Nicaraguan businessman and civic leader (died 2024)

Michael Healy Lacayo (c. 1962 – 25 January 2024) was a Nicaraguan businessman. He was president of the Superior Council for Private Enterprise, Nicaragua’s leading business chamber, from September 2020 until his arrest in October 2021 in a wave of repression of opposition figures by Daniel Ortega’s government in the run-up to the 2021 Nicaraguan presidential election. He was one of 222 prisoners exiled by Ortega in February 2023.

== Business and civic career ==
Michael Healy was president of the Union of Agricultural Producers of Nicaragua (UPANIC), as a sugar cane and banana producer. He was also vice-president of the Superior Council for Private Enterprise (COSEP), the country’s leading business chamber.

In this capacity, Healy joined the 2018 national dialogues following the outbreak of protests against President Daniel Ortega, in which the Inter-American Court of Human Rights (IACHR) reported that at least 328 were killed. Until the unilateral social security reforms that touched off the protests, COSEP had been aligned with Ortega.
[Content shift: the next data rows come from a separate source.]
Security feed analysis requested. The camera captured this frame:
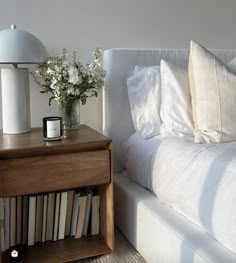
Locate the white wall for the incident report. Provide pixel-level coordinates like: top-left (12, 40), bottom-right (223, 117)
top-left (0, 0), bottom-right (236, 132)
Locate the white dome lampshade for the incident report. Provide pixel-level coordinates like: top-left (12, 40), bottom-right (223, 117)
top-left (0, 25), bottom-right (48, 134)
top-left (0, 24), bottom-right (48, 63)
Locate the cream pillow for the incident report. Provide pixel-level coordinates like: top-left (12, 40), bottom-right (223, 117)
top-left (189, 41), bottom-right (236, 143)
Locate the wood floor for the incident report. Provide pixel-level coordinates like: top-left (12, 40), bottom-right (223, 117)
top-left (77, 229), bottom-right (146, 263)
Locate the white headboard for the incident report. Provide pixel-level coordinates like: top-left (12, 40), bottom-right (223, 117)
top-left (102, 48), bottom-right (236, 172)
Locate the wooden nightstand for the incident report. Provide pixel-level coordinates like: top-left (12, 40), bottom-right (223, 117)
top-left (0, 125), bottom-right (114, 262)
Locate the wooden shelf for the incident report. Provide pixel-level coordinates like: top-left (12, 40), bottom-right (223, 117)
top-left (3, 236), bottom-right (112, 263)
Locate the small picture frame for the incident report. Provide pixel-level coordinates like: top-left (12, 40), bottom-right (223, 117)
top-left (43, 117), bottom-right (63, 141)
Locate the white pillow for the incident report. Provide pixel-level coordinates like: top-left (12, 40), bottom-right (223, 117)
top-left (134, 65), bottom-right (155, 74)
top-left (127, 66), bottom-right (161, 139)
top-left (227, 57), bottom-right (236, 74)
top-left (160, 60), bottom-right (194, 138)
top-left (189, 40), bottom-right (236, 143)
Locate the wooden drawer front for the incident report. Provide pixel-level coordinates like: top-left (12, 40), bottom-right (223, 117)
top-left (0, 150), bottom-right (110, 197)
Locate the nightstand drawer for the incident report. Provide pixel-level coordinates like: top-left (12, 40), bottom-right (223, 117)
top-left (0, 150), bottom-right (110, 197)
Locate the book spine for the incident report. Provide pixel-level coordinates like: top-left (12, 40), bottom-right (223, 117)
top-left (71, 193), bottom-right (80, 237)
top-left (16, 196), bottom-right (22, 245)
top-left (0, 198), bottom-right (5, 252)
top-left (3, 198), bottom-right (9, 250)
top-left (58, 192), bottom-right (67, 240)
top-left (41, 194), bottom-right (48, 243)
top-left (22, 196), bottom-right (29, 245)
top-left (53, 193), bottom-right (61, 241)
top-left (82, 191), bottom-right (92, 236)
top-left (35, 195), bottom-right (43, 243)
top-left (65, 190), bottom-right (74, 237)
top-left (28, 196), bottom-right (36, 246)
top-left (46, 193), bottom-right (55, 241)
top-left (75, 196), bottom-right (87, 238)
top-left (10, 197), bottom-right (16, 247)
top-left (91, 196), bottom-right (100, 235)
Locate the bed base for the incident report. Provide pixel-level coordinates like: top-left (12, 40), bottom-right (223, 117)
top-left (114, 174), bottom-right (236, 263)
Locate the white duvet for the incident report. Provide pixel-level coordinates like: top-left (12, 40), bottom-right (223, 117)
top-left (123, 133), bottom-right (236, 254)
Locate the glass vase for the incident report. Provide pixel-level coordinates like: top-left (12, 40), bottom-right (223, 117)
top-left (59, 100), bottom-right (80, 130)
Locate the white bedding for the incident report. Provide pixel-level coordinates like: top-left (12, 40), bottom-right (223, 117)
top-left (122, 133), bottom-right (163, 190)
top-left (123, 133), bottom-right (236, 254)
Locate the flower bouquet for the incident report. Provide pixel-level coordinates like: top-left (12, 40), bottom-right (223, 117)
top-left (31, 48), bottom-right (105, 129)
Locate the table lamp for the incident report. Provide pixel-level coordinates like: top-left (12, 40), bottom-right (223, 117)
top-left (0, 24), bottom-right (48, 134)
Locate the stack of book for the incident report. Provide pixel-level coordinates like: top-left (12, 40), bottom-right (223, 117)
top-left (0, 188), bottom-right (100, 251)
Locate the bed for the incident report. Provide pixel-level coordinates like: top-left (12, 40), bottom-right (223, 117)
top-left (102, 49), bottom-right (236, 263)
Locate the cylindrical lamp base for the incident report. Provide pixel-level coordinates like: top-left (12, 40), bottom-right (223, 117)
top-left (1, 68), bottom-right (30, 134)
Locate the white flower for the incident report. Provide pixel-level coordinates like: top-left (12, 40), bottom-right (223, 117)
top-left (68, 66), bottom-right (82, 85)
top-left (75, 88), bottom-right (80, 95)
top-left (66, 86), bottom-right (75, 95)
top-left (88, 77), bottom-right (93, 84)
top-left (55, 65), bottom-right (61, 72)
top-left (47, 68), bottom-right (54, 74)
top-left (50, 79), bottom-right (58, 90)
top-left (80, 67), bottom-right (88, 78)
top-left (62, 61), bottom-right (69, 68)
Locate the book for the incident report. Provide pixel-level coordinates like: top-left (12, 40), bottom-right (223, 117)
top-left (41, 194), bottom-right (48, 243)
top-left (58, 192), bottom-right (67, 240)
top-left (82, 189), bottom-right (92, 236)
top-left (46, 193), bottom-right (55, 241)
top-left (53, 192), bottom-right (61, 241)
top-left (10, 197), bottom-right (16, 247)
top-left (65, 190), bottom-right (74, 236)
top-left (75, 194), bottom-right (87, 238)
top-left (28, 196), bottom-right (36, 246)
top-left (4, 198), bottom-right (10, 250)
top-left (70, 192), bottom-right (80, 237)
top-left (16, 196), bottom-right (22, 245)
top-left (35, 195), bottom-right (43, 243)
top-left (91, 195), bottom-right (100, 235)
top-left (22, 196), bottom-right (29, 245)
top-left (0, 198), bottom-right (5, 252)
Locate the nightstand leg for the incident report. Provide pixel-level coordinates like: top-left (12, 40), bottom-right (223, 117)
top-left (98, 143), bottom-right (114, 251)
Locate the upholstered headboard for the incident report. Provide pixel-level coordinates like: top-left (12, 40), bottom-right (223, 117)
top-left (102, 48), bottom-right (236, 172)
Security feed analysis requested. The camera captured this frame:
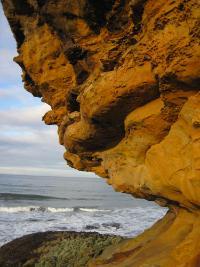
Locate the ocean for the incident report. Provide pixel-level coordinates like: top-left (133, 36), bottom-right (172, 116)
top-left (0, 173), bottom-right (167, 246)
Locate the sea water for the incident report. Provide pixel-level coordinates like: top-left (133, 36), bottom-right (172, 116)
top-left (0, 173), bottom-right (167, 246)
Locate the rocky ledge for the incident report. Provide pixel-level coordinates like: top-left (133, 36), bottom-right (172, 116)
top-left (1, 0), bottom-right (200, 266)
top-left (0, 231), bottom-right (123, 267)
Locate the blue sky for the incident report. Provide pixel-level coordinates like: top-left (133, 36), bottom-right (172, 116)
top-left (0, 4), bottom-right (95, 178)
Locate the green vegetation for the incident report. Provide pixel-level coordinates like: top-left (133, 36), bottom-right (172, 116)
top-left (26, 233), bottom-right (122, 267)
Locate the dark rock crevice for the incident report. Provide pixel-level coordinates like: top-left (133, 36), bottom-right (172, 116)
top-left (84, 0), bottom-right (115, 33)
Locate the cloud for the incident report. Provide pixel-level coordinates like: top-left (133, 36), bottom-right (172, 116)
top-left (0, 85), bottom-right (32, 109)
top-left (0, 104), bottom-right (63, 168)
top-left (0, 104), bottom-right (50, 127)
top-left (0, 100), bottom-right (95, 177)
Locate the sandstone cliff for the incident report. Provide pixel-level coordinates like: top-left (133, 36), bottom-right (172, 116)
top-left (1, 0), bottom-right (200, 266)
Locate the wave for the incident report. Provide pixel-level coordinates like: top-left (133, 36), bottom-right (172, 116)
top-left (0, 206), bottom-right (73, 213)
top-left (0, 206), bottom-right (111, 213)
top-left (0, 205), bottom-right (165, 215)
top-left (0, 193), bottom-right (68, 201)
top-left (0, 207), bottom-right (32, 213)
top-left (0, 193), bottom-right (103, 202)
top-left (79, 208), bottom-right (111, 212)
top-left (47, 207), bottom-right (74, 213)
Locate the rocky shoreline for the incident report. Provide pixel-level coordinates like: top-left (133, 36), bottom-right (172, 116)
top-left (0, 231), bottom-right (123, 267)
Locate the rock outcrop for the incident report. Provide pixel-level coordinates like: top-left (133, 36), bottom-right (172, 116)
top-left (1, 0), bottom-right (200, 266)
top-left (0, 231), bottom-right (122, 266)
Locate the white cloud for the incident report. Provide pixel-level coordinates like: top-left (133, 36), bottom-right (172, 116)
top-left (0, 127), bottom-right (57, 146)
top-left (0, 104), bottom-right (50, 127)
top-left (0, 104), bottom-right (63, 168)
top-left (0, 85), bottom-right (31, 103)
top-left (0, 101), bottom-right (95, 177)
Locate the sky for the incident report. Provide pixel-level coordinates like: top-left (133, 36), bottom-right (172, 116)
top-left (0, 4), bottom-right (95, 178)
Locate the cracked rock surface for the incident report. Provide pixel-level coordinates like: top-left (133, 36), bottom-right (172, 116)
top-left (1, 0), bottom-right (200, 266)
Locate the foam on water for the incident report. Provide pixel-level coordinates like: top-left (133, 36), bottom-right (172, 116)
top-left (0, 206), bottom-right (32, 213)
top-left (0, 206), bottom-right (110, 213)
top-left (0, 206), bottom-right (167, 246)
top-left (79, 208), bottom-right (111, 212)
top-left (0, 206), bottom-right (64, 213)
top-left (47, 207), bottom-right (74, 213)
top-left (0, 174), bottom-right (167, 247)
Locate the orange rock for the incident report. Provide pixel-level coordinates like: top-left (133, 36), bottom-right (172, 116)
top-left (2, 0), bottom-right (200, 266)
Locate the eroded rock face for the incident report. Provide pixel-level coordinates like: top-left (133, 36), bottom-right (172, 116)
top-left (2, 0), bottom-right (200, 266)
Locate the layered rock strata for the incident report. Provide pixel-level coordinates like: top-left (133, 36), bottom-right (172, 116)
top-left (1, 0), bottom-right (200, 266)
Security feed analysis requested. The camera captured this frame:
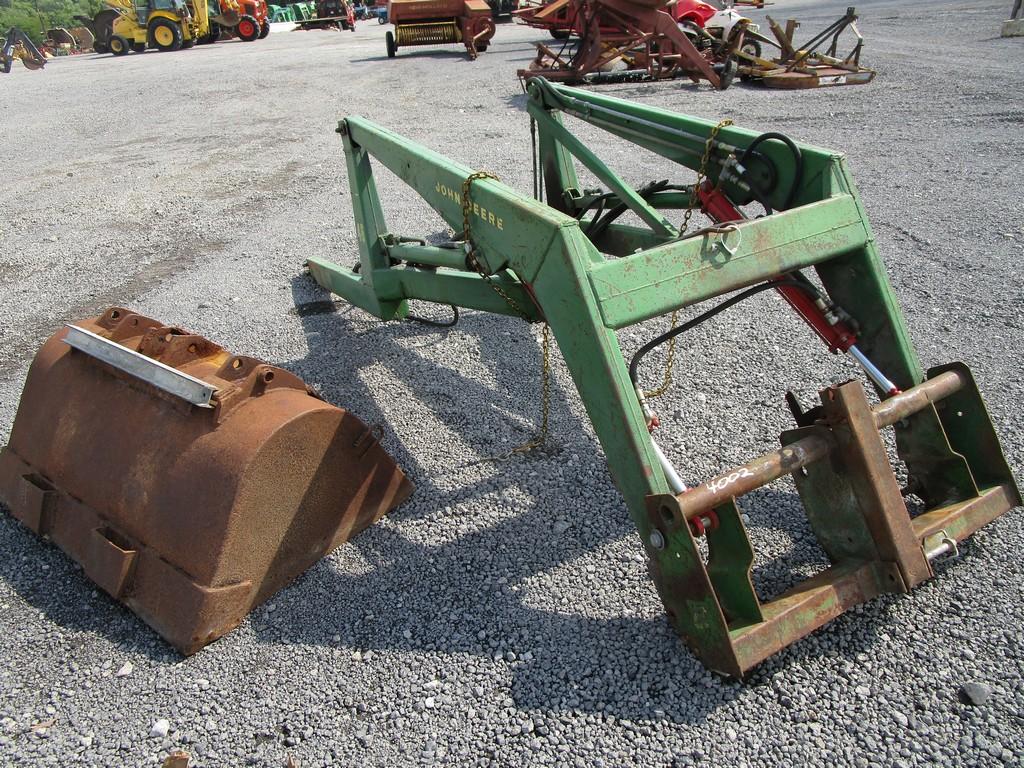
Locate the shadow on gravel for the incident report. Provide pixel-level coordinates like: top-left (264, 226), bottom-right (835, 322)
top-left (503, 92), bottom-right (529, 111)
top-left (0, 271), bottom-right (905, 716)
top-left (349, 51), bottom-right (476, 64)
top-left (234, 273), bottom-right (900, 723)
top-left (0, 512), bottom-right (173, 660)
top-left (283, 272), bottom-right (567, 506)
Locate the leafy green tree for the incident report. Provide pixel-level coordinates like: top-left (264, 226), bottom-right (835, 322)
top-left (1, 0), bottom-right (106, 44)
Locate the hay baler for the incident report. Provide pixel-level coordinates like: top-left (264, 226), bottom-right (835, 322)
top-left (385, 0), bottom-right (496, 58)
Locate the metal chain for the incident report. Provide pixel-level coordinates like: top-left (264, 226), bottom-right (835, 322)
top-left (461, 172), bottom-right (550, 456)
top-left (462, 172), bottom-right (533, 321)
top-left (644, 118), bottom-right (734, 400)
top-left (511, 323), bottom-right (550, 456)
top-left (679, 118), bottom-right (733, 235)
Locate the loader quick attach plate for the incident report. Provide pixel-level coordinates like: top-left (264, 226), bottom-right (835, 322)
top-left (645, 365), bottom-right (1019, 676)
top-left (303, 78), bottom-right (1019, 675)
top-left (0, 308), bottom-right (413, 654)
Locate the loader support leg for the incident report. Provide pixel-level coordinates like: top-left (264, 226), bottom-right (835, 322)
top-left (340, 127), bottom-right (408, 321)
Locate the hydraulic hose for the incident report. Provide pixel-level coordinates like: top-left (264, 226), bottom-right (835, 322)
top-left (628, 278), bottom-right (822, 388)
top-left (739, 132), bottom-right (803, 210)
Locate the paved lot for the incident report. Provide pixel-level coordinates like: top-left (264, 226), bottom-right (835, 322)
top-left (1, 1), bottom-right (1022, 765)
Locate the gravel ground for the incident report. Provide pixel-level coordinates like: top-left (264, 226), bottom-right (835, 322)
top-left (1, 1), bottom-right (1022, 765)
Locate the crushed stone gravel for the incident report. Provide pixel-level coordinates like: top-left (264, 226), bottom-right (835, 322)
top-left (1, 0), bottom-right (1022, 765)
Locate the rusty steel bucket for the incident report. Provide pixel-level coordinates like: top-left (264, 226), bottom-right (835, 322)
top-left (0, 307), bottom-right (413, 653)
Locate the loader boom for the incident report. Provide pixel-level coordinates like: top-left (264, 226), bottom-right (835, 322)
top-left (307, 79), bottom-right (1019, 676)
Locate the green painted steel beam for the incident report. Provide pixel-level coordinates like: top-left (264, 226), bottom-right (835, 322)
top-left (307, 256), bottom-right (408, 321)
top-left (342, 116), bottom-right (569, 284)
top-left (525, 229), bottom-right (671, 497)
top-left (375, 266), bottom-right (543, 320)
top-left (589, 195), bottom-right (868, 329)
top-left (526, 79), bottom-right (840, 210)
top-left (307, 257), bottom-right (541, 320)
top-left (528, 106), bottom-right (679, 238)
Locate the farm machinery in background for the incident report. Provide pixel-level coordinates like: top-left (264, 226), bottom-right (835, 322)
top-left (516, 0), bottom-right (874, 88)
top-left (1, 80), bottom-right (1016, 675)
top-left (75, 9), bottom-right (120, 52)
top-left (1, 27), bottom-right (46, 73)
top-left (488, 0), bottom-right (515, 20)
top-left (514, 0), bottom-right (758, 47)
top-left (738, 7), bottom-right (875, 88)
top-left (515, 0), bottom-right (734, 87)
top-left (42, 26), bottom-right (96, 54)
top-left (101, 0), bottom-right (269, 54)
top-left (105, 0), bottom-right (219, 53)
top-left (385, 0), bottom-right (495, 59)
top-left (213, 0), bottom-right (272, 41)
top-left (293, 0), bottom-right (357, 31)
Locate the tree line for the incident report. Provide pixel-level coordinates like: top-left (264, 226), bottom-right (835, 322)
top-left (1, 0), bottom-right (106, 44)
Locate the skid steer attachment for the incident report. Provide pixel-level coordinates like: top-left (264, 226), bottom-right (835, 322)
top-left (0, 308), bottom-right (412, 653)
top-left (304, 78), bottom-right (1019, 676)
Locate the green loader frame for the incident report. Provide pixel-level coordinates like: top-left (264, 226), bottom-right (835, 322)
top-left (306, 78), bottom-right (1019, 677)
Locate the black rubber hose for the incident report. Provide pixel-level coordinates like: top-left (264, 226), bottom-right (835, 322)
top-left (627, 277), bottom-right (822, 388)
top-left (407, 305), bottom-right (460, 328)
top-left (575, 192), bottom-right (615, 226)
top-left (744, 177), bottom-right (775, 216)
top-left (581, 182), bottom-right (692, 221)
top-left (739, 131), bottom-right (803, 210)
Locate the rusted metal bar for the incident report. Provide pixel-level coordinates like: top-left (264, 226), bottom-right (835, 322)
top-left (675, 432), bottom-right (833, 521)
top-left (729, 559), bottom-right (898, 673)
top-left (676, 371), bottom-right (970, 521)
top-left (872, 369), bottom-right (966, 428)
top-left (821, 380), bottom-right (933, 589)
top-left (911, 484), bottom-right (1019, 544)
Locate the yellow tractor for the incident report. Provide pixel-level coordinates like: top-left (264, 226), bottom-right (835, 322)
top-left (107, 0), bottom-right (219, 53)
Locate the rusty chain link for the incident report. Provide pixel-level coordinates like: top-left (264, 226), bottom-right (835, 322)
top-left (644, 118), bottom-right (734, 400)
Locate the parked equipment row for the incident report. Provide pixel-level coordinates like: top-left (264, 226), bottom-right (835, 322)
top-left (87, 0), bottom-right (270, 56)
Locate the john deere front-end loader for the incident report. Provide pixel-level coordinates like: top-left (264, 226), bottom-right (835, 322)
top-left (0, 81), bottom-right (1016, 679)
top-left (107, 0), bottom-right (217, 53)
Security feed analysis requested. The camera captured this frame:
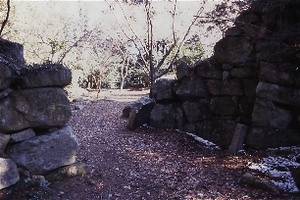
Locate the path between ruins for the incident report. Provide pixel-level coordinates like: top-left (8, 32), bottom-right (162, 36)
top-left (1, 90), bottom-right (298, 200)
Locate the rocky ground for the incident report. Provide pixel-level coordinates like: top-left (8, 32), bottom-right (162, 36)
top-left (0, 89), bottom-right (300, 200)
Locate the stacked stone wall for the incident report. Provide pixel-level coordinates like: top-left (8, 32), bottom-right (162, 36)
top-left (0, 39), bottom-right (78, 189)
top-left (149, 0), bottom-right (300, 149)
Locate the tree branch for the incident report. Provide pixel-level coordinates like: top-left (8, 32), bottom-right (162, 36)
top-left (0, 0), bottom-right (11, 36)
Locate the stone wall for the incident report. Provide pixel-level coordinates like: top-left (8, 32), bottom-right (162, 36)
top-left (148, 0), bottom-right (300, 149)
top-left (0, 39), bottom-right (78, 189)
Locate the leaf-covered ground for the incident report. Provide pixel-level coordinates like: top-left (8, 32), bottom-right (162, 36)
top-left (1, 90), bottom-right (300, 200)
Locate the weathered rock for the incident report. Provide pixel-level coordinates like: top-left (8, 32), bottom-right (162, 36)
top-left (193, 120), bottom-right (213, 141)
top-left (176, 61), bottom-right (193, 80)
top-left (182, 101), bottom-right (212, 123)
top-left (231, 65), bottom-right (256, 78)
top-left (210, 96), bottom-right (240, 116)
top-left (236, 11), bottom-right (259, 25)
top-left (252, 99), bottom-right (293, 129)
top-left (0, 88), bottom-right (13, 100)
top-left (175, 75), bottom-right (209, 101)
top-left (127, 97), bottom-right (155, 130)
top-left (150, 104), bottom-right (184, 129)
top-left (0, 87), bottom-right (71, 133)
top-left (152, 79), bottom-right (175, 102)
top-left (0, 38), bottom-right (24, 64)
top-left (228, 123), bottom-right (248, 153)
top-left (211, 120), bottom-right (236, 149)
top-left (196, 58), bottom-right (222, 79)
top-left (10, 129), bottom-right (35, 143)
top-left (122, 96), bottom-right (153, 118)
top-left (0, 64), bottom-right (14, 90)
top-left (214, 36), bottom-right (253, 64)
top-left (6, 126), bottom-right (79, 175)
top-left (19, 64), bottom-right (72, 89)
top-left (239, 172), bottom-right (279, 193)
top-left (256, 41), bottom-right (296, 63)
top-left (206, 79), bottom-right (243, 96)
top-left (0, 133), bottom-right (10, 154)
top-left (225, 27), bottom-right (243, 37)
top-left (0, 158), bottom-right (19, 190)
top-left (256, 81), bottom-right (300, 106)
top-left (246, 127), bottom-right (300, 149)
top-left (260, 62), bottom-right (296, 86)
top-left (45, 162), bottom-right (88, 182)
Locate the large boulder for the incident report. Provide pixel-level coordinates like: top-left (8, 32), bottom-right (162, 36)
top-left (126, 97), bottom-right (155, 130)
top-left (0, 87), bottom-right (71, 133)
top-left (206, 79), bottom-right (243, 96)
top-left (0, 38), bottom-right (24, 64)
top-left (259, 62), bottom-right (296, 86)
top-left (175, 75), bottom-right (209, 101)
top-left (182, 101), bottom-right (212, 123)
top-left (256, 41), bottom-right (296, 63)
top-left (150, 104), bottom-right (185, 129)
top-left (0, 39), bottom-right (25, 90)
top-left (256, 81), bottom-right (300, 106)
top-left (246, 127), bottom-right (300, 149)
top-left (0, 158), bottom-right (19, 190)
top-left (6, 126), bottom-right (79, 175)
top-left (214, 36), bottom-right (253, 64)
top-left (152, 79), bottom-right (176, 102)
top-left (0, 133), bottom-right (10, 154)
top-left (176, 61), bottom-right (193, 80)
top-left (19, 64), bottom-right (72, 89)
top-left (210, 96), bottom-right (240, 116)
top-left (196, 58), bottom-right (222, 79)
top-left (252, 99), bottom-right (293, 129)
top-left (0, 64), bottom-right (13, 90)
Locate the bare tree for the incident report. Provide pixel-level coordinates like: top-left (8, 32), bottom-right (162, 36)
top-left (108, 0), bottom-right (207, 97)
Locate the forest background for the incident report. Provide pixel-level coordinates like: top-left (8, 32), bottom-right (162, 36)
top-left (0, 0), bottom-right (246, 91)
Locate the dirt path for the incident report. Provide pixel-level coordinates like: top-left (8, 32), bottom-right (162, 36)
top-left (1, 95), bottom-right (299, 199)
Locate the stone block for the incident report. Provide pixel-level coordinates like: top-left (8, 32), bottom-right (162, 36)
top-left (210, 96), bottom-right (240, 116)
top-left (0, 64), bottom-right (13, 90)
top-left (0, 158), bottom-right (19, 190)
top-left (10, 129), bottom-right (35, 142)
top-left (256, 41), bottom-right (296, 63)
top-left (0, 88), bottom-right (71, 133)
top-left (246, 127), bottom-right (300, 149)
top-left (260, 62), bottom-right (296, 86)
top-left (211, 120), bottom-right (236, 149)
top-left (0, 133), bottom-right (10, 154)
top-left (256, 81), bottom-right (300, 106)
top-left (228, 123), bottom-right (248, 153)
top-left (206, 79), bottom-right (243, 96)
top-left (176, 61), bottom-right (193, 80)
top-left (19, 64), bottom-right (72, 89)
top-left (6, 125), bottom-right (79, 175)
top-left (182, 101), bottom-right (212, 123)
top-left (150, 104), bottom-right (184, 130)
top-left (152, 79), bottom-right (176, 102)
top-left (175, 75), bottom-right (209, 101)
top-left (127, 97), bottom-right (155, 130)
top-left (252, 99), bottom-right (293, 129)
top-left (196, 58), bottom-right (222, 79)
top-left (214, 36), bottom-right (253, 64)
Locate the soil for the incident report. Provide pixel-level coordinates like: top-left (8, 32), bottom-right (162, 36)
top-left (0, 89), bottom-right (299, 200)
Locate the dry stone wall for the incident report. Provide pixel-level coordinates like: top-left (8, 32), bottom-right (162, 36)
top-left (149, 0), bottom-right (300, 149)
top-left (0, 39), bottom-right (78, 190)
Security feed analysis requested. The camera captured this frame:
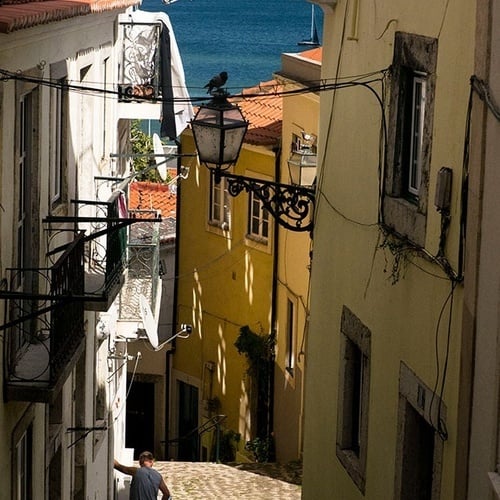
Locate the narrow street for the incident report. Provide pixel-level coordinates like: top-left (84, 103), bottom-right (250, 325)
top-left (153, 461), bottom-right (302, 499)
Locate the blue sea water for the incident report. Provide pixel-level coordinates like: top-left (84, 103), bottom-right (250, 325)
top-left (141, 0), bottom-right (323, 96)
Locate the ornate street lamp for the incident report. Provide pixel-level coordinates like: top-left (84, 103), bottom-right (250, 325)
top-left (191, 92), bottom-right (248, 181)
top-left (191, 91), bottom-right (316, 232)
top-left (287, 145), bottom-right (317, 187)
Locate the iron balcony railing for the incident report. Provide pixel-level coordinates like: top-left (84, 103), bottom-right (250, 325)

Healy was a member of the Civic Alliance for Justice and Democracy, an opposition group that emerged from the protests. In August 2018, the IACHR ordered protective measures for Healy.

In September 2020, Healy was elected to a three-year term as president of COSEP.

In October 2021, Healy was arrested on allegations of money laundering and terrorism under Law 1055, three weeks before the 2021 Nicaraguan general election. His predecessor as COSEP president and contender for the presidency of Nicaragua, José Adán Aguerri, had been arrested and held since June 2021 on similar charges, one of dozens of opposition figures Ortega’s administration arrested.

In April 2022, Healy was convicted in a secret trial for which he was not permitted a defense.

After 16 months in prison, Healy was one of 222 prisoners exiled to the United States on 9 February 2023. The Ortega administration subsequently stripped the exiles of their nationality and confiscated their property.

==Personal life and death==
Healy was born around 1962. He was married to Rossana Argüello, with whom he had three children.

Healy died of a heart attack in Panama, on 25 January 2024, at the age of 61.